The golden pheasant and his modestly attired lady are here, a singular reversal of the order of things as they are among reasoning bipeds. “Pitty, pitty bird, oh how pitty,” prattles three-year-old maiden as she is lifted above the guard rail by–presumably–mamma, and participating by sympathy in the child’s enjoyment I stroll across the park to the aquatic birds’ department. The lord par excellence of this enclosure is the Australian flamingo or native companion, and he struts around the small serpentine with its insular rockery, apparently alive to the dignity “that doth hedge a king.” The black swans carefully avoid his long legged majesty in their limited coasting peregrinations, but otherwise pursue the even tenor of their graceful movements with placid serenity.

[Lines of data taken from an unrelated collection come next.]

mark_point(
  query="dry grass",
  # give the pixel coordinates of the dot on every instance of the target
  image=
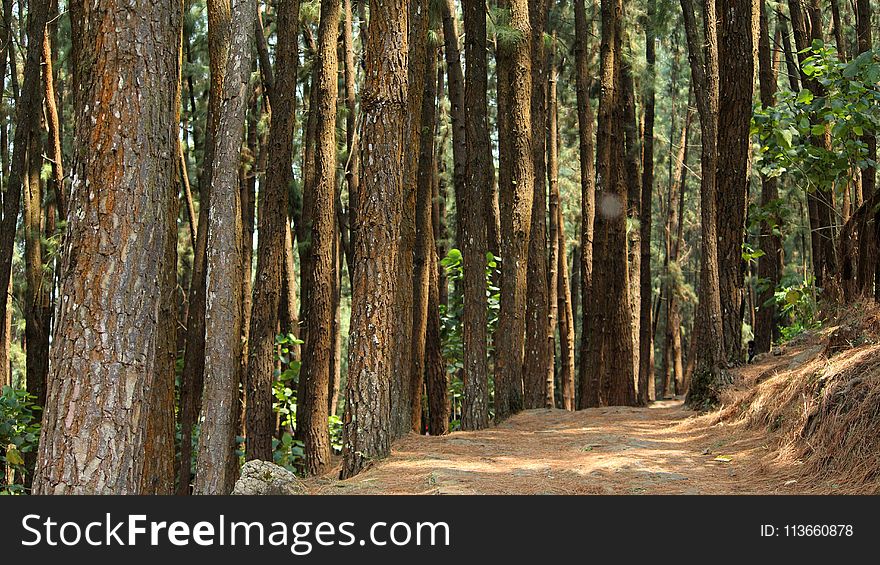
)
(806, 421)
(819, 404)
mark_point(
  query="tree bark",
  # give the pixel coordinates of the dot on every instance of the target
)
(554, 228)
(193, 375)
(27, 113)
(646, 325)
(313, 405)
(708, 330)
(271, 247)
(475, 197)
(223, 324)
(736, 82)
(770, 264)
(610, 357)
(538, 359)
(104, 359)
(516, 188)
(588, 394)
(367, 427)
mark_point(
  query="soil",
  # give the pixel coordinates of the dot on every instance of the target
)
(663, 449)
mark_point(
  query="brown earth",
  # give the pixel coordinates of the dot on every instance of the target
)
(658, 450)
(804, 419)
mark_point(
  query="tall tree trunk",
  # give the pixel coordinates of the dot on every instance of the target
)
(223, 309)
(708, 330)
(588, 394)
(312, 411)
(402, 398)
(633, 182)
(671, 375)
(610, 357)
(193, 375)
(27, 114)
(425, 247)
(367, 427)
(554, 228)
(736, 82)
(806, 24)
(478, 191)
(868, 262)
(516, 188)
(563, 288)
(38, 288)
(538, 359)
(274, 230)
(115, 251)
(435, 368)
(646, 333)
(770, 264)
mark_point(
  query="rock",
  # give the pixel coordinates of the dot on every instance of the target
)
(264, 478)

This big wading flamingo is easily tamed. I have taken the eggs from the nest, which it builds on swamp or shallow lagoon by converting the tall reeds into a rush bottomed easy chair, and there, his long shanks resting on the weed covered bottom, the process of incubation is gone through. Tradition sayeth that when domesticated he has a weakness for babies’ eyes, and therefore by mothers in general he is not considered a desirable pet.

A solitary teal; two or three saucy scarlet eyed native-hens, a couple of gulls, a slaty wader, and a Cape Barren goose comprise the remaining tenants of the enclosure.